Re: [Qemu-devel] [PATCH v6 00/11] rdma: migration support

All of lore.kernel.org
 help / color / mirror / Atom feed

From: Chegu Vinod <chegu_vinod@hp.com>
To: "Michael R. Hines" <mrhines@linux.vnet.ibm.com>
Cc: Karen Noel <knoel@redhat.com>,
	"Michael S. Tsirkin" <mst@redhat.com>,
	Juan Jose Quintela Carreira <quintela@redhat.com>,
	qemu-devel qemu-devel <qemu-devel@nongnu.org>,
	Orit Wasserman <owasserm@redhat.com>,
	"Michael R. Hines" <mrhines@us.ibm.com>,
	Anthony Liguori <anthony@codemonkey.ws>,
	Paolo Bonzini <pbonzini@redhat.com>
Subject: Re: [Qemu-devel] [PATCH v6 00/11] rdma: migration support
Date: Thu, 09 May 2013 15:20:37 -0700	[thread overview]
Message-ID: <518C2135.306@hp.com> (raw)
In-Reply-To: <518BDADB.1070705@linux.vnet.ibm.com>

[-- Attachment #1: Type: text/plain, Size: 7498 bytes --]

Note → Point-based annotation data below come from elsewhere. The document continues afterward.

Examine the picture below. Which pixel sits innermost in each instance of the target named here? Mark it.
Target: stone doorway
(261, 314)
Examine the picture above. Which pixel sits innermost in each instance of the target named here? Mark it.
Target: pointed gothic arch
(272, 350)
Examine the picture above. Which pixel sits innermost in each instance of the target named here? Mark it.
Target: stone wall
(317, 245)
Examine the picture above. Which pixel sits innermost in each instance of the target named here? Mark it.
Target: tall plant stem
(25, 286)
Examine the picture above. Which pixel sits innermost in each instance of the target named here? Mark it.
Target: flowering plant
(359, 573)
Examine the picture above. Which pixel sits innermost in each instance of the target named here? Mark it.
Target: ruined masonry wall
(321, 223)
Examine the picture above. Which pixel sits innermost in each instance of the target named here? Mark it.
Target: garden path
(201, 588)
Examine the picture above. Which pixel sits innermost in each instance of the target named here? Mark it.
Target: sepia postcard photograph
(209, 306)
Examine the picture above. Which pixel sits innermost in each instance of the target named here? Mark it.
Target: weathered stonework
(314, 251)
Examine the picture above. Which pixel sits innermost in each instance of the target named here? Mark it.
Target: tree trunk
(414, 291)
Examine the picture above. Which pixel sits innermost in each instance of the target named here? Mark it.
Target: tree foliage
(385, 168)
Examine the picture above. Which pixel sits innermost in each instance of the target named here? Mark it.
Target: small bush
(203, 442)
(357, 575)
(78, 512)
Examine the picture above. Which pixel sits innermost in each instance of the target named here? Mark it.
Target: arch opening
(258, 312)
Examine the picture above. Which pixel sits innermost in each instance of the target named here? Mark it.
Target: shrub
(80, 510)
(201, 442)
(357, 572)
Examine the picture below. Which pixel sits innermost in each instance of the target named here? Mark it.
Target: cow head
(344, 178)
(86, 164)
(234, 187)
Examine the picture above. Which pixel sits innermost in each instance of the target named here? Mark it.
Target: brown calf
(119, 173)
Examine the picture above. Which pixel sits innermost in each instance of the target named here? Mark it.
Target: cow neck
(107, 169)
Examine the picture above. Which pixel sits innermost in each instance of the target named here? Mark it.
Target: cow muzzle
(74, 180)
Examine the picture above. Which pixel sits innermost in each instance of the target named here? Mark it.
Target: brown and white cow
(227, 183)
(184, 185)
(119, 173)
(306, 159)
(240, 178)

On 5/9/2013 10:20 AM, Michael R. Hines wrote:
> Comments inline. FYI: please CC mrhines@us.ibm.com,
> because it helps me know when to scroll threw the bazillion qemu-devel 
> emails.
>
> I have things separated out into folders and rules, but a direct CC is 
> better =)
>

Sure will do.

>
> On 05/03/2013 07:28 PM, Chegu Vinod wrote:
>>
>> Hi Michael,
>>
>> I picked up the qemu bits from your github branch and gave it a 
>> try.   (BTW the setup I was given temporary access to has a pair of 
>> MLX's  IB QDR cards connected back to back via QSFP cables)
>>
>> Observed a couple of things and wanted to share..perhaps you may be 
>> aware of them already or perhaps these are unrelated to your specific 
>> changes ? (Note: Still haven't finished the review of your changes ).
>>
>> a) x-rdma-pin-all off case
>>
>> Seem to only work sometimes but fails at other times. Here is an 
>> example...
>>
>> (qemu) rdma: Accepting rdma connection...
>> rdma: Memory pin all: disabled
>> rdma: verbs context after listen: 0x555556757d50
>> rdma: dest_connect Source GID: fe80::2:c903:9:53a5, Dest GID: 
>> fe80::2:c903:9:5855
>> rdma: Accepted migration
>> qemu-system-x86_64: VQ 1 size 0x100 Guest index 0x4d2 inconsistent 
>> with Host ind
>> ex 0x4ec: delta 0xffe6
>> qemu: warning: error while loading state for instance 0x0 of device 
>> 'virtio-net'
>> load of migration failed
>>
>
> Can you give me more details about the configuration of your VM?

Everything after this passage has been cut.